En Hollande, l'objectif établi du général Montgomery en septembre 1944 était que les unités blindées et les parachutistes britanniques et américains s'emparent des ponts qui enjambent les canaux et les rivières. Mais les renseignements cruciaux provenant des interceptions et du déchiffrage d'Ultra, et d'agents qui fournissaient des rapports détaillés sur les mouvements et les renforts ennemis dans la région, ont été ignorés ou ne sont pas parvenus à Montgomery. Le 17 septembre, deux divisions aéroportées américaines et une britannique ont été larguées en un « tapis aéroporté » entre Eindhoven et Arnhem. La jonction terrestre avec le 21e groupe d'armées britannique de Montgomery devait être effectuée dans les deux ou trois jours suivants. Le plan établi était qu'une fois le Rhin inférieur traversé, les opérations seraient alors étendues à la Ruhr pour mettre fin à la guerre. Plus de 7000 hommes, soit plus des deux tiers de la 1re Division aéroportée, ont été largués dans la région d'Arnhem où, selon les services de renseignement britanniques, ils ne devaient rencontrer qu'une force ennemie de la force d'une brigade. La réaction de l'ennemi a été l'étonnement devant sa bonne fortune. La région d'Arnhem et ses environs avaient été choisis par les Allemands pour réorganiser et rééquiper deux divisions entières du 2e SS-Panzerkorps. Ces divisions ont été immédiatement engagées pour repousser ce débarquement. Leur riposte a été rapide et sans pitié : sur le pont clé d'Arnhem, 1200 parachutistes britanniques - la crème de l'armée britannique - ont été tués et plus de 3 000 faits prisonniers.
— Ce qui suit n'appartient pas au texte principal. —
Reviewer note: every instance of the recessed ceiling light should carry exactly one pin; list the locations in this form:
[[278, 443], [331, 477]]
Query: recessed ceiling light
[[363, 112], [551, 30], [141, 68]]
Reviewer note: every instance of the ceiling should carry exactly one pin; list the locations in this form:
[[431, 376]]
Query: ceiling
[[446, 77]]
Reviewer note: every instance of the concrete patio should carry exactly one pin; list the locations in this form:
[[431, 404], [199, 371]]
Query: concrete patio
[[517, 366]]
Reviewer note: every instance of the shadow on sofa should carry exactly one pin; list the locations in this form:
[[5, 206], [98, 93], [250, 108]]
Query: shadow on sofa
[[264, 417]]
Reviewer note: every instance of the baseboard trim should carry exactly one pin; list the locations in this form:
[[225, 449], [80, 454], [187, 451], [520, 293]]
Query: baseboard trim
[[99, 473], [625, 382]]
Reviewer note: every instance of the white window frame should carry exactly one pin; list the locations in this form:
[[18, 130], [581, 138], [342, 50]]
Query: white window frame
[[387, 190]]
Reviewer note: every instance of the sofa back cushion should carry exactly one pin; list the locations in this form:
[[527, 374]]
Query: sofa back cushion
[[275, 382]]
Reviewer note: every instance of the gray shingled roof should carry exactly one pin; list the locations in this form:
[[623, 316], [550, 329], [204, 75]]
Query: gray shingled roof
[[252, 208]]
La débâcle générale de Hollande


Parachutage allié au-dessus des Pays-Bas lors de l'opération Market Garden

Ce n'était que le début d'une débâcle générale en Hollande qui a coûté aux alliés des pertes totales dépassant les 17 000 morts, blessés et disparus au combat.[4] Pour le désastreux largage des parachutistes sur Arnhem, les rares ressources de transport aérien avaient été détournées vers d'autres opérations. Le maréchal de l'air Arthur Coningham, commandant en chef de la 2e Force aérienne tactique, se plaint avec amertume : « Le gel du transport aérien pendant une semaine de beau temps, avec de nombreux terrains propices aux atterrissages, alors que les armées américaines et britanniques n'étaient arrêtées que par le manque de carburant et de munitions, a été le facteur décisif qui a empêché nos armées d'atteindre le Rhin avant le début de l'hiver. »[5] Huit mois allaient s'écouler avant qu'Arnhem soit finalement capturée - un mois seulement avant la fin de la guerre en Europe. Montgomery, qui allait être promu maréchal, a déclaré à la presse que la catastrophe d'Arnhem « avait été un succès à 90 pour cent » - ce qui lui a attiré la réplique amère du Prince Bernhard des Pays-Bas : « Mon pays ne peut plus se permettre le luxe d'un succès de Montgomery. »[6]

Il y a eu des « succès » similaires ailleurs le long du front de l'Ouest. En Belgique, le plan général du Quartier général suprême des Forces expéditionnaires alliées (SHAEF) était de capturer le port maritime crucial d'Anvers, mais le SHAEF a ignoré les avertissements clairs du renseignement selon lesquels les Allemands étaient sur le point de fortifier les abords du port. La force d'invasion, qui n'a pas réagi rapidement à l'offensive avant que les Allemands n'achèvent leurs préparatifs de défense, n'a pu utiliser le port pendant les six mois suivants. Cela a rendu impossible une avancée immédiate vers la Ruhr ou vers Berlin, ce qui aurait été possible si les 40 divisions de Montgomery avaient pu être ravitaillées par Anvers.[7]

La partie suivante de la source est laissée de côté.